Guest Author - James Shea
I Am Alive is a post-apocalyptic survival game focusing on a lower-intensity approach to the genre.
While "post-apocalyptic" tends to bring up things like Mad Max and the Fallout series, "I Am Alive" is closer to something like Cormac McCarthy's "The Road": no mutants, no raiders, just desperate scavengers struggling to say alive in the wake of an unknown disaster. The player takes the role of "Adam", a man who has spent over a year trying to return to his home and his family across the broken and desolate terrain of the United States.
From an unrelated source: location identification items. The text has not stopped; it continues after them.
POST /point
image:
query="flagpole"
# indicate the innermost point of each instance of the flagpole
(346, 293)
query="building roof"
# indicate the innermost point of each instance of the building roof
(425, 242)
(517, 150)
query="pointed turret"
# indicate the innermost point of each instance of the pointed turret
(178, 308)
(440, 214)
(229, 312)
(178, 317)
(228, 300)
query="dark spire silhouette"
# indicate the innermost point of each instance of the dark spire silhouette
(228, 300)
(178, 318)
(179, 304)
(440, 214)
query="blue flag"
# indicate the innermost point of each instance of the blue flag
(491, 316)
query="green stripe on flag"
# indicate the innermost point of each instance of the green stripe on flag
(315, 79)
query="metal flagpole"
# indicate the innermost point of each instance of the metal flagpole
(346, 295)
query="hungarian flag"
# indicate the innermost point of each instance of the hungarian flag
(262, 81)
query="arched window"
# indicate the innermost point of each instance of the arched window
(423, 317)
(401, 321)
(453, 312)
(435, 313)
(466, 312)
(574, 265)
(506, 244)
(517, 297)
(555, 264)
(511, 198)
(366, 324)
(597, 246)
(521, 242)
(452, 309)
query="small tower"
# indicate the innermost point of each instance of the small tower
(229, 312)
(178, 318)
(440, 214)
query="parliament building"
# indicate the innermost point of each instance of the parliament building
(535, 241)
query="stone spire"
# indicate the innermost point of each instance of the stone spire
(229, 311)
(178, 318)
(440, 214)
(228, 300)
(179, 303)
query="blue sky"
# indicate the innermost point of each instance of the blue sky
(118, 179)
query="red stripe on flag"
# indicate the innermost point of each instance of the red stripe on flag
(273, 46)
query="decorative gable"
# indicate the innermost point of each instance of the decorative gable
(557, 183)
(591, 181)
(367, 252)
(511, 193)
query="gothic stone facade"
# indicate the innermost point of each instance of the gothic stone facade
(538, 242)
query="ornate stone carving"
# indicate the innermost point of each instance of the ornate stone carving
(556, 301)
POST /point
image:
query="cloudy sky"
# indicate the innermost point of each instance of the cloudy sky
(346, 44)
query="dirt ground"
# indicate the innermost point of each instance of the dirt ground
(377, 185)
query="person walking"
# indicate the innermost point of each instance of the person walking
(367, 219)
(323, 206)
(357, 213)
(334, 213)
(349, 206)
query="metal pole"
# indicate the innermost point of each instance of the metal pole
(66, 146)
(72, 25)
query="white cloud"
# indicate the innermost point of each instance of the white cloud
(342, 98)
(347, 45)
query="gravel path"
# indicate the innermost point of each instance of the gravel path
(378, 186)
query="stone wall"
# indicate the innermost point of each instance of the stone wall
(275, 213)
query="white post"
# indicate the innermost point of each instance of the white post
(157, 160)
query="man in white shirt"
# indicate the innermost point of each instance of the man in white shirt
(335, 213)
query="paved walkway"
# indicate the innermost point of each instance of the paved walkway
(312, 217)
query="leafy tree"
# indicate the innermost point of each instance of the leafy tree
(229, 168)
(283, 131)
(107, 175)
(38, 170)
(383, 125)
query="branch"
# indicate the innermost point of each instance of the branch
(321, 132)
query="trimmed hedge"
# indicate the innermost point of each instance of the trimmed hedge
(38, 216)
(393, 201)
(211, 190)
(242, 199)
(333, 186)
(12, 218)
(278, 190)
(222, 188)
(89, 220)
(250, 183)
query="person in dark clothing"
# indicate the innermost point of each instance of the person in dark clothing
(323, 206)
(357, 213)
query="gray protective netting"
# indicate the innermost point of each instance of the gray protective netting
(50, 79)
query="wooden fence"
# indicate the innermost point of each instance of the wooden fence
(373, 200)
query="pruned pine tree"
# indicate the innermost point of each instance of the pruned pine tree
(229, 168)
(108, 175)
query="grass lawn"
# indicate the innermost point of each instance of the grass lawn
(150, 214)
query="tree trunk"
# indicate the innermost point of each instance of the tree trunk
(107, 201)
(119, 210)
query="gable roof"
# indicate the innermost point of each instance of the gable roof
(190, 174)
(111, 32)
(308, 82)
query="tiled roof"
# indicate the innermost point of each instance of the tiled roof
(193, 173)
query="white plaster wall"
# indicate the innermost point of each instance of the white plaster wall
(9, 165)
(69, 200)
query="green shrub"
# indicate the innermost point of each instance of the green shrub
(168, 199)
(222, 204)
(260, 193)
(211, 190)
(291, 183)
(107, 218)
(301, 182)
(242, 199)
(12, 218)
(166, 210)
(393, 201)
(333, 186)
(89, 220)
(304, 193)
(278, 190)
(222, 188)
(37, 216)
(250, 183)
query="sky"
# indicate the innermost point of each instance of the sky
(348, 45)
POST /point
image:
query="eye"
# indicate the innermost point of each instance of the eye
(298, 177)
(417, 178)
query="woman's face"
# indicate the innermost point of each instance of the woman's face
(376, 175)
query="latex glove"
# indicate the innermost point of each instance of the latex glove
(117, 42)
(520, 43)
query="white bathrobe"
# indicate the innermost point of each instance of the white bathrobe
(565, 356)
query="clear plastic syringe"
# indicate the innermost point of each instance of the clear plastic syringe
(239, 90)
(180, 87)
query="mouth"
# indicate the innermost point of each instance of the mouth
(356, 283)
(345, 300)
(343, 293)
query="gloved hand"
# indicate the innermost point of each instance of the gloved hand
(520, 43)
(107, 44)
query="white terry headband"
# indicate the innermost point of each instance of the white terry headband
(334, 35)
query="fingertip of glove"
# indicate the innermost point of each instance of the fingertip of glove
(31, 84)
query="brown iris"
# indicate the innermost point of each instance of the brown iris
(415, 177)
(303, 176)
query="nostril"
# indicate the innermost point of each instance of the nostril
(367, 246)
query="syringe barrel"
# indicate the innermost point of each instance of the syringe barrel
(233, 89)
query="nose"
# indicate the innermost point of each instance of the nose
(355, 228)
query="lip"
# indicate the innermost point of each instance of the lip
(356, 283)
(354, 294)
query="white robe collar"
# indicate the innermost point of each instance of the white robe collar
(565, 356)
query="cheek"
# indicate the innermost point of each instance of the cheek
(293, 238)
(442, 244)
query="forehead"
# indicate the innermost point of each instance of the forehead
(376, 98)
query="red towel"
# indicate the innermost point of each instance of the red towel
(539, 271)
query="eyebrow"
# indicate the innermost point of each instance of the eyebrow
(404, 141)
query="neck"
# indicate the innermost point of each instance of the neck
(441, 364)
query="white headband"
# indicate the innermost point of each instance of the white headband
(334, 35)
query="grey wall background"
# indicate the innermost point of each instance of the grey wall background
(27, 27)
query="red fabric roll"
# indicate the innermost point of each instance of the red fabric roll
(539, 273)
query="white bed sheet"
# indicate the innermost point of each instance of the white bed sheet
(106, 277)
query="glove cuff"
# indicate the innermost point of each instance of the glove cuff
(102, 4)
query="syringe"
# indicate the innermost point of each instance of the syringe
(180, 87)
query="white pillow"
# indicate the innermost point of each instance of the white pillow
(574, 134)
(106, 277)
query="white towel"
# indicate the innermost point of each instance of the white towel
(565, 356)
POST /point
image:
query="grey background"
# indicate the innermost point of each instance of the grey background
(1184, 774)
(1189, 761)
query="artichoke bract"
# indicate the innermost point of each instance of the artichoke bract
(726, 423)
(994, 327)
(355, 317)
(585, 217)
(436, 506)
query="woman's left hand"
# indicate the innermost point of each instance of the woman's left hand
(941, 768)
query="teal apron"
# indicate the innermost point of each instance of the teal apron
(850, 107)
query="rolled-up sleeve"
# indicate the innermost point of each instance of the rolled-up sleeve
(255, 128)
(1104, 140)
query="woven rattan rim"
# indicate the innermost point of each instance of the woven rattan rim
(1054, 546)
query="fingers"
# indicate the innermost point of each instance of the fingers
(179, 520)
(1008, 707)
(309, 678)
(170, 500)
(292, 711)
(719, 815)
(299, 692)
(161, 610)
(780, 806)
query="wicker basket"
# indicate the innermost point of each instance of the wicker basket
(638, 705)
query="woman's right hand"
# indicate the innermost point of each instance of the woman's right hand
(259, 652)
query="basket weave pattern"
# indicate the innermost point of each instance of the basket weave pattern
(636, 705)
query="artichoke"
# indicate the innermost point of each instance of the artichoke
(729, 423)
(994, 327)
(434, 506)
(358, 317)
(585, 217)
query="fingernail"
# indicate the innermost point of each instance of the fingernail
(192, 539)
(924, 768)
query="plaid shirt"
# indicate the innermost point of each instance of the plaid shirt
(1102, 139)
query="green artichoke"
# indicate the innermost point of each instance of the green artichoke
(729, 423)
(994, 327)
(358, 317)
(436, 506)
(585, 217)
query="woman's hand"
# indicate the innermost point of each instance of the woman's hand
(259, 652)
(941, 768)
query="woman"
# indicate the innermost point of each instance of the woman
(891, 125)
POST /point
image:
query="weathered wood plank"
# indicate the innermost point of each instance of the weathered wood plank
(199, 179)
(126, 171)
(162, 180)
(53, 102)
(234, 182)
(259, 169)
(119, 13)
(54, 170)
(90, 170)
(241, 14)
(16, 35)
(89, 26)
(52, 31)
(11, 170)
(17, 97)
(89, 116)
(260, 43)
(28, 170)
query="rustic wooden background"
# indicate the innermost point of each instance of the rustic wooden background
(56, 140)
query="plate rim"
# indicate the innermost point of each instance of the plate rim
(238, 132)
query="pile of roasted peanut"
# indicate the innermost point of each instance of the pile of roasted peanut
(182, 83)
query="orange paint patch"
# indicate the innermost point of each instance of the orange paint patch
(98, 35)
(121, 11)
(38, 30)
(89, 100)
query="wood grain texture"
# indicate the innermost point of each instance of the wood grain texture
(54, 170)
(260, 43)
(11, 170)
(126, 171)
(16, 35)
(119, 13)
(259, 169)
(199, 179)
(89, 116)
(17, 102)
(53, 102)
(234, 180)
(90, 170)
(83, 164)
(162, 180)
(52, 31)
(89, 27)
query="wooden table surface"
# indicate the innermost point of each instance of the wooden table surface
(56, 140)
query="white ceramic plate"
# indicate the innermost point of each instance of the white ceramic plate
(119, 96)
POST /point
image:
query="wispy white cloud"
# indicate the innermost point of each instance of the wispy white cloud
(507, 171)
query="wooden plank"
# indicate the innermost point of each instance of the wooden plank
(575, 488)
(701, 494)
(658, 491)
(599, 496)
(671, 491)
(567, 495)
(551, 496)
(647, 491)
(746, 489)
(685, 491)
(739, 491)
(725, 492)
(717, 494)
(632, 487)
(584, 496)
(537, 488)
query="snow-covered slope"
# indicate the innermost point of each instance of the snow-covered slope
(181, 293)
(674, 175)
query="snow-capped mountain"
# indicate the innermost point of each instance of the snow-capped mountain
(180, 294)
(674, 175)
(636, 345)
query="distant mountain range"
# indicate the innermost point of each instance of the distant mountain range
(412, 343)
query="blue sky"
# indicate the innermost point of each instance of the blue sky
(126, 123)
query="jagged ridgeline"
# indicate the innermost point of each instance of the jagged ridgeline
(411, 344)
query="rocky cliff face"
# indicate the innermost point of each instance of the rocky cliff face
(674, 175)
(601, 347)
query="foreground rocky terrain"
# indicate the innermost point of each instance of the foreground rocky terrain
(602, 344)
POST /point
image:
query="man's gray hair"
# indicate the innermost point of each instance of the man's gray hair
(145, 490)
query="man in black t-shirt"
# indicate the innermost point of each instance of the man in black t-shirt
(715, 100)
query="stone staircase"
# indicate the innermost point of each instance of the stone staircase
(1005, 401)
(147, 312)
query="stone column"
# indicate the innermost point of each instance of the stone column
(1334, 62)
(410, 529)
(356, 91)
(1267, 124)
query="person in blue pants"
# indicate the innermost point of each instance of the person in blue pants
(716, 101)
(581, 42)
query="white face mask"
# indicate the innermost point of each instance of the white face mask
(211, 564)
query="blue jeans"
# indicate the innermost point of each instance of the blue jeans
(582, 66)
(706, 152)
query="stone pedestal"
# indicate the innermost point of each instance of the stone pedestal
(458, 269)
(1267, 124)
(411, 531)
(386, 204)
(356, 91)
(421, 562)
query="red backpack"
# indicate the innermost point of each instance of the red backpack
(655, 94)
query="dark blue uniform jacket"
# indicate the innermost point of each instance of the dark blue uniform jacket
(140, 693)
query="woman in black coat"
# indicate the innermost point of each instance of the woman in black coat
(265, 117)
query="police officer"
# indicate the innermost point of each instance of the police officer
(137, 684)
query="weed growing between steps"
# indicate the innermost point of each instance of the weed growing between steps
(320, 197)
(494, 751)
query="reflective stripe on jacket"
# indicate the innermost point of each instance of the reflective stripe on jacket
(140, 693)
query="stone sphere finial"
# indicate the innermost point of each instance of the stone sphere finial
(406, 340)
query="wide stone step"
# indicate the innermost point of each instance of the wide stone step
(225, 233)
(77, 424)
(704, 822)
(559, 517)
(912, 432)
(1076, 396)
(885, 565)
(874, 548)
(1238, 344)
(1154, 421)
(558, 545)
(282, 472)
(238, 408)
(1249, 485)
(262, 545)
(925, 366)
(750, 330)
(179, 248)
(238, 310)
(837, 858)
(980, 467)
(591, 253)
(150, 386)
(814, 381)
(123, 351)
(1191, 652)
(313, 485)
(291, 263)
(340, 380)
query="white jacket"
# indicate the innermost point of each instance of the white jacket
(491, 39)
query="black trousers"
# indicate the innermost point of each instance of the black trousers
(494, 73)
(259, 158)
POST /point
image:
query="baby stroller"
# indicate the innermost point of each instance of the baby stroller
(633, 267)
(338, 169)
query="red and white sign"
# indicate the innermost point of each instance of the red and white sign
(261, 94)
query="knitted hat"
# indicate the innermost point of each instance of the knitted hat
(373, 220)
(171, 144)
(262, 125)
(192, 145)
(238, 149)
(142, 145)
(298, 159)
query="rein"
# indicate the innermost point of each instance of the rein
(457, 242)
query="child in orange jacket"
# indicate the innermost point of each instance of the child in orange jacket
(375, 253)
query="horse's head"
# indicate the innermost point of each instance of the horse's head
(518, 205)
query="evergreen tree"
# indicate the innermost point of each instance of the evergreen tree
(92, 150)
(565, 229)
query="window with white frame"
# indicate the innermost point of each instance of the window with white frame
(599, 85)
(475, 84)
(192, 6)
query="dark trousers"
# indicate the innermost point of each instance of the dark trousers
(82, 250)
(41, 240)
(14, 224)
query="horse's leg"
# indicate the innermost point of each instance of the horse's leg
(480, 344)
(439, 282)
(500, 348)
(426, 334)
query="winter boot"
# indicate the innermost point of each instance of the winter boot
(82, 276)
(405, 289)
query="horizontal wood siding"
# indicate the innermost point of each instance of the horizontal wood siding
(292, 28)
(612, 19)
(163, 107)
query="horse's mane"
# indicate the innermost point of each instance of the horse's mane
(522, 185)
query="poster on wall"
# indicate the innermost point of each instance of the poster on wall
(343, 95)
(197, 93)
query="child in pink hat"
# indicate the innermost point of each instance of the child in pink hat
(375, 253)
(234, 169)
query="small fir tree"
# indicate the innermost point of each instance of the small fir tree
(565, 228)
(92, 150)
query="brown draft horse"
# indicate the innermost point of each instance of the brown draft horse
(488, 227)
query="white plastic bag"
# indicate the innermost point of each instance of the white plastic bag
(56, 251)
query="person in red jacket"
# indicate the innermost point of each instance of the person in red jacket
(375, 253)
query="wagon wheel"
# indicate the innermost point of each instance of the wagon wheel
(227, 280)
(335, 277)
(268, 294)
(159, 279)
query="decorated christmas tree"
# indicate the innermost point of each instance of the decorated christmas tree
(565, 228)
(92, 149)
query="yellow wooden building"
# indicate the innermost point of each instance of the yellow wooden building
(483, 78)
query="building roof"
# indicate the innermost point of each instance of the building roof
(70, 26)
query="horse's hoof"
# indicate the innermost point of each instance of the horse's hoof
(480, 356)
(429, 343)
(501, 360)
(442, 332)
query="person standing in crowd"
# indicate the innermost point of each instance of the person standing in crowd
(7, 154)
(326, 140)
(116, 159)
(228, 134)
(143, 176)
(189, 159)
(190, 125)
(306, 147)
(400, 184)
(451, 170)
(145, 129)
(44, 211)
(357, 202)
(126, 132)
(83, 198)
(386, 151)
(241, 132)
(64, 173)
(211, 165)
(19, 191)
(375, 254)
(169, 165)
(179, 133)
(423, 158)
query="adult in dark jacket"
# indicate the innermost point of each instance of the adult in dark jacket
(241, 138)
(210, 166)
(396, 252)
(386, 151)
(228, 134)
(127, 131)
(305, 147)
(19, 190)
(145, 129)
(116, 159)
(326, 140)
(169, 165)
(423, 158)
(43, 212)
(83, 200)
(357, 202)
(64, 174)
The gameplay of I Am Alive focuses primarily on two things. The first thing is climbing; managing stamina and finding handholds is a big part of getting around, and it's easy to put yourself in a dangerous position that's difficult to recover from. The second is how it deals with combat: in most cases you'll be outnumbered and outmatches, so using stealth and threats (i.e. pointing your gun at someone even if it's not loaded) is a big part of evening the playing field. It's one of the few games where people don't simply run headlong into you no matter what; it doesn't exactly have any negotiation mechanics, but fights are based primarily on taking down major threats (enemies with guns, enemies who resist if you try to hold them up) so you can then move on to smaller threats (melee-armed enemies, enemies who are weaker-willed).
The game's aesthetic and concept work well together. The city the game takes place in is dust-choked and shattered, with roads split apart, buildings collapsed, and an eerie grey cloud over everything. The supplies you find will be few and far between - a bottle of water, a can of fruit, a single bullet - and you'll have to appreciate every single one. The game's not the best graphically (in terms of resolution), but it's well-executed stylistically.
Overall "I Am Alive" is pretty neat as an idea. It's not as developed as it ought to be in some areas (there's WAY too many invisible walls, and the combat mechanics are kind of simplistic despite the concept), but it's definitely worth a look for anyone who wants something different in the post-apocalyptic field.
We purchased this game through the Playstation Network with our own funds in order to do this review.